Miranda Vidak (Miranda Viđak in Croatian) is a Croatian-American writer, columnist, and designer. She is a founder and author of Antagolist Substack Publication, a columnist for BURO Magazine, and a founder of Moodytwin Inc.

== Early life ==
Miranda Vidak was born and raised in Split, Croatia. She was a competitive swimmer and a national junior team basketball player until a knee injury forced her to leave sports. She went on to become a model while studying Fine Arts & Graphic Design. She moved to United States to continue her modeling career and education at Fashion Institute of Technology in New York City, where she studied Advertising and Marketing Communications.

== Career ==
After a decade-long experience in the fashion industry both in front and behind the camera, in 2009 Vidak launched Moodytwin, a custom clothing and accessories brand. In 2014, Vidak expanded Moodytwin into a lifestyle brand. As a Hollywood insider at the intersection of entertainment and fashion, she established her creative studio in 2015,where she develops innovative campaigns in digital, fashion, graphic design, and media for brands, clothing lines, celebrity clients, and music bands.
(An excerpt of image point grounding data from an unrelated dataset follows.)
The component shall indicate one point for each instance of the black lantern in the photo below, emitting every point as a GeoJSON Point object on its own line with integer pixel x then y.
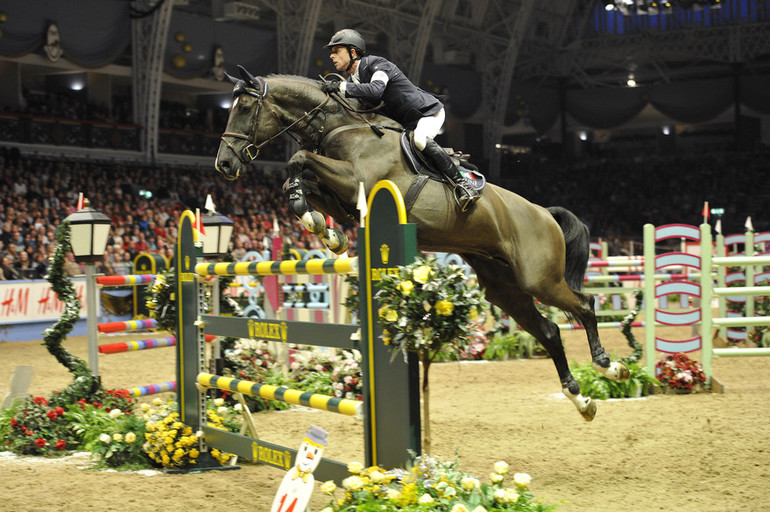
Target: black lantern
{"type": "Point", "coordinates": [219, 230]}
{"type": "Point", "coordinates": [89, 232]}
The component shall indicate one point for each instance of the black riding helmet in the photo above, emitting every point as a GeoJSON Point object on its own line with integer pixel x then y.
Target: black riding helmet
{"type": "Point", "coordinates": [349, 38]}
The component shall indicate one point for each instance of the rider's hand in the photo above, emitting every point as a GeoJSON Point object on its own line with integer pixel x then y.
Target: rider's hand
{"type": "Point", "coordinates": [330, 87]}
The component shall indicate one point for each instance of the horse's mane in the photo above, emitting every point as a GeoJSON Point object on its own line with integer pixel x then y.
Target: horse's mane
{"type": "Point", "coordinates": [308, 86]}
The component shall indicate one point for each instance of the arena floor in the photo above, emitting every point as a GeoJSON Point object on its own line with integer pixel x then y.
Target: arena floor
{"type": "Point", "coordinates": [701, 452]}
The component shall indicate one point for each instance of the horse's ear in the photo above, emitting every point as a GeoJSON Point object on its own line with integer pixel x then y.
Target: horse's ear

In 2007, Vidak appeared in six issues of FHM Magazine around the world, including two covers; FHM Cover Girl Croatia – July 2007, FHM Cover Girl Serbia – April 2007, FHM Russia – August 2007, FHM Thailand – September 2007, FHM Mexico – October 2007, FHM Germany – November 2007. In 2007, she was voted the 46th sexiest woman in the world by FHM Magazine.

== Writing ==
In 2008, Vidak began writing a blog about her experiences with tabloid media, which earned her further notoriety among tabloid journalists and attracted over 850,000 monthly readers for her distinctive honesty on the subject. She documented her experiences in a sarcastic tone, shedding light on what she considered the corrupt practices of unethical media and the dangerous effects it can have on mental health. For the past 10 years, she has written 300 + articles on culture, society, television, and relationships. In 2022, she founded a Substack Publication Antagolistwhere she covers popular culture, social issues, politics, human interest, and dating. In 2020, she became a columnist at BURO. Magazine covering society, relationships, and lifestyle.

== Personal life ==
Vidak moved to New York in 1998. and relocated to Los Angeles in 2007. She was often connected in media with Bruce Willis, however, she never confirmed the relationship but claimed friendship. Vidak is known for her articles criticizing tabloid media, and her frequent strife with Croatian and Serbian press.